Wednesday, June 07, 2006

Why don't black kids like punk?


Why don't black kids like punk and alternative rock? I don't know. Maybe it's because they have been excluded from so much in white society that they just want to connect more with the music that speaks to their culture ie. rap. Why did I connect so well with alternative rock and punk? One explanation was that it was the immediate voice of my generation. I was always more interested in the melody and the song structure more than the lyrics though. That's not to say that I don't know or was not interested in the lyrics of songs I just paid more attention to the music itself. Anyhow, I connected well with aggressive and faster music like NOFX, Nirvana and Weezer because I was a hyper kid with lots of energy. Also, I identified well with more experimental rock like Pavement, Ween and Erics Trip because I was also interested in more artistically slanted composition. However, I was never interested in rap. A lot of my friends were interested in rap when we were younger but I just never identified with it at all and I hadn't ever liked anything I heard. I thought it was repetitive and boring and slow. I identified with a bigger and faster sound. However I can see now why a lot of kids in Kingston were interested in it: Because we had no black culture to learn from or connect with at all. Rap was distant and strange and new and white suburban kids were interested in that. A lot of kids loved to mimic the identity of rappers because they seemed dangerous and different and although everyone wants to fit in when they're young they also want to be different and unique. To be honest it was a very hard line to balance on and I always sucked at trying to be different and comfortable with myself. This was because I was different than most kids I knew when I was young and I didn't know how to fit in because I didn't know what I was interested in. And I wasn't interested in sports which is what EVERYONE was interested in. When I found music I realized what I was interested in finally and I started feeling more comfortable and confident. But I'm getting off topic.

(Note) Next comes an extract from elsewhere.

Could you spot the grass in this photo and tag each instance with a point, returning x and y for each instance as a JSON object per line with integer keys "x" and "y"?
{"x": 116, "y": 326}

Now as I have mentioned before their were very little visible minorities in Kingston. The minorities who were present wanted to fit in or just grew up with white music like everyone else and were obviously going to be interested in it. My friend Ali Kadeer was a Muslim who was into hardcore music so loud and fast it was incomprehensible. Johnny Manicat a Pilipino kid from the burbs who was the leader of a skate punk band. Mike Butler was a jazz saxophone player and although he tried he was still the whitest black kid I have ever met. So, instead of having actual black people in our city white kids created their own division of ethnic diversity through music. Punk kids who would skate out front of the church on Princess st. would have to endure white kids who thought they were black cruising by in Honda Civic's with obnoxious sound systems and blasting Puff Daddy so loud out of their subs they would set off parked car alarms. It's kind of like in Jurassic Park when their are only female dinosaurs and they spontaneously changed sexes in order to breed, such was a really white town lacking black culture. Some kids had to take it upon themselves to listen to rap and call each other "niggaz" and wear big white jeans from Stitches. God Bless Styles and Flo aka Chris Stebans and Andrew Wagger the original gangsters of Bayridge.